Sat, 24 Dec 2016 01:01:00 +0100

(image) Cette boîte. Je la regarde posée, là, devant moi.
Je l'appréhende mais elle ne m'effraie pas.

Je n'ai peur que de l'inconnu et il n'y a rien ici que je n'ai déjà affronté mille et une fois.
En autant de nuits de torture immobile. En autant de vies de tourment silencieux.

Mais l'appréhension reste. Comme avant chacun de nos gestes désespérés. Comme devant chacun de nos choix impossibles.

Un sourire et la voilà ouverte. Et de cette boîte s'échappe lentement la douce mélodie.
Elle emplit le temps et l'espace. S'étire paresseusement pour devenir l'Univers. Car sa partition supplante toutes les autres.

Elle m'entoure, m'enveloppe, me cerne, m'englobe, me noie.

Et là, tout autour de moi commence à résonner de cent façons.

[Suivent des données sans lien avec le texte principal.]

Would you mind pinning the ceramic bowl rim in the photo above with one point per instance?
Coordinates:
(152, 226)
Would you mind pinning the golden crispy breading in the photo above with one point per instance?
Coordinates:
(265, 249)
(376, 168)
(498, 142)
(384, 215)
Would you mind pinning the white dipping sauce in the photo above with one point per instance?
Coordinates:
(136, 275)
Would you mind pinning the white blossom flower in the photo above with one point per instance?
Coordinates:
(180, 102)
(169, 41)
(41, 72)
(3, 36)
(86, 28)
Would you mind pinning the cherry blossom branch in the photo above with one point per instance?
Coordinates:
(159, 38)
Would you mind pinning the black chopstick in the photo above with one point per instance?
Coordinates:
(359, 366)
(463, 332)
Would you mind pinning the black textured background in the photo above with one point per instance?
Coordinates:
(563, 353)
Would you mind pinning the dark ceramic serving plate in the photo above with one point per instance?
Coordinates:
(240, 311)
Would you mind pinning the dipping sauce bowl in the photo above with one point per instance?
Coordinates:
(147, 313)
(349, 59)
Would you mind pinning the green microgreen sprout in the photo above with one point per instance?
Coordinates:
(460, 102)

Certaines n'ont jamais vraiment compter et d'autres se heurtent à mon esprit ancien.
Mais il en vient toujours une pour s'insinuer, franchir ces murailles qui ne sont au fond qu'un amoncellement de fissures.
Et elle sera suivi d'une autre... Et une autre encore... En un doux, mélodieux, et implacable ressac.

Alors dans un déchirement inévitable, l'âme sera libérée. À nouveau.

Et lorsque la musique aura cessé, il faudra du temps pour me rendre aveugle une nouvelle fois. Me rendre suffisamment apathique pour survivre à ce monde.

Mais d'ici là, je ne pourrais plus rien faire d'autre que vous aimer.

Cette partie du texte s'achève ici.